THE next chapter in Newcastle RNLI station’s already lengthy history commenced last week, with the arrival of a new Mersey-class lifeboat. The Leonard Kent replaces the Eleanor and Bryant Girling, which served the community and all those whose aid she went to for almost three decades.

The boat’s arrival is a significant moment in the local lifeboat station’s near 200-year history. This vessel is fitted with new navigation and radar systems which will be beneficial to the volunteer crew as they hone their skills before the arrival of Northern Ireland’s first Shannon-class lifeboat. Although no date has been set for this state-ofthe-art vessel’s arrival, the decision to base the Leonard Kent at Newcastle is seen as a major step forward.

According to the local lifeboat station, which was established in 1825, the volunteers are “excited” to now have the upgraded vessel. On receiving the new lifeboat to Newcastle RNLI this week, Lifeboat Operations Manager Lisa Ramsden said: “It is with a sense of nostalgia that we bid farewell to our outgoing all-weather lifeboat, the Eleanor and Bryant Girling, which served the Newcastle community and all those whose aid she went to, for almost 30 years.

“As we begin a new chapter, we are looking forward to being the custodians of the Leonard Kent and the volunteer crew are excited to now have an upgraded Mersey.” The local woman added that training on the Leonard Kent’s new and upgraded Systems and Information Management System (SIMS) was carried out while the lifeboat was on passage from Dun Laoghaire to Newcastle last week. She explained that when it retired from active service at Margate on England’s southeast coast in April last year, the Mersey class all-weather lifeboat faced an uncertain future.

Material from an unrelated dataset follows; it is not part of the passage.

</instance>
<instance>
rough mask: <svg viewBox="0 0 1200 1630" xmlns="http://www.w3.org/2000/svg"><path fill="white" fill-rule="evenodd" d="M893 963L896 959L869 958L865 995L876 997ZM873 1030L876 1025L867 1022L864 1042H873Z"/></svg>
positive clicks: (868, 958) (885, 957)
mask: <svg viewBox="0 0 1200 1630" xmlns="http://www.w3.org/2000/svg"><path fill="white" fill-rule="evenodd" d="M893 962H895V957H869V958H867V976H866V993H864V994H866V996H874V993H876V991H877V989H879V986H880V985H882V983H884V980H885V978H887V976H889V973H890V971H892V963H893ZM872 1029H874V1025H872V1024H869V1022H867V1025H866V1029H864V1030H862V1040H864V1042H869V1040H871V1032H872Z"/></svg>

The Leonard Kent initially spent some time at the RNLI Support Centre at Poole but was considered worthy of further service and subsequently earmarked to replace Newcastle’s existing Mersey class lifeboat from where it will operate until building work at the station has been completed and their new Shannon class all-weather lifeboat arrives. The boat was moved to a boatyard at West Cowes on the Isle of Wight and treated to a life-extension programme including upgrading the electronics to the latest SIMS system. Noting that the Leonard Kent is now continuing with its “lifesaving work,” Lisa explained that the removal of the original radar and navigation system from the Mersey helped to reduce weight and create more space in the wheelhouse “while an additional benefit for us here in Newcastle RNLI is that the new system will ensure the volunteer crew are prepared and proficient in the radar and navigation systems that will come with our future Shannonclass lifeboat.

” The future Shannonclass lifeboat is the latest class of all-weather lifeboats to join the RNLI fleet and is the first modern all-weather lifeboat to be propelled by water jets instead of traditional propellers, making her the fleet’s most agile and manoeuvrable all-weather lifeboat yet. These boats are capable of 25 knots, something the RNLI says make its lifesaving service more efficient and effective than ever before.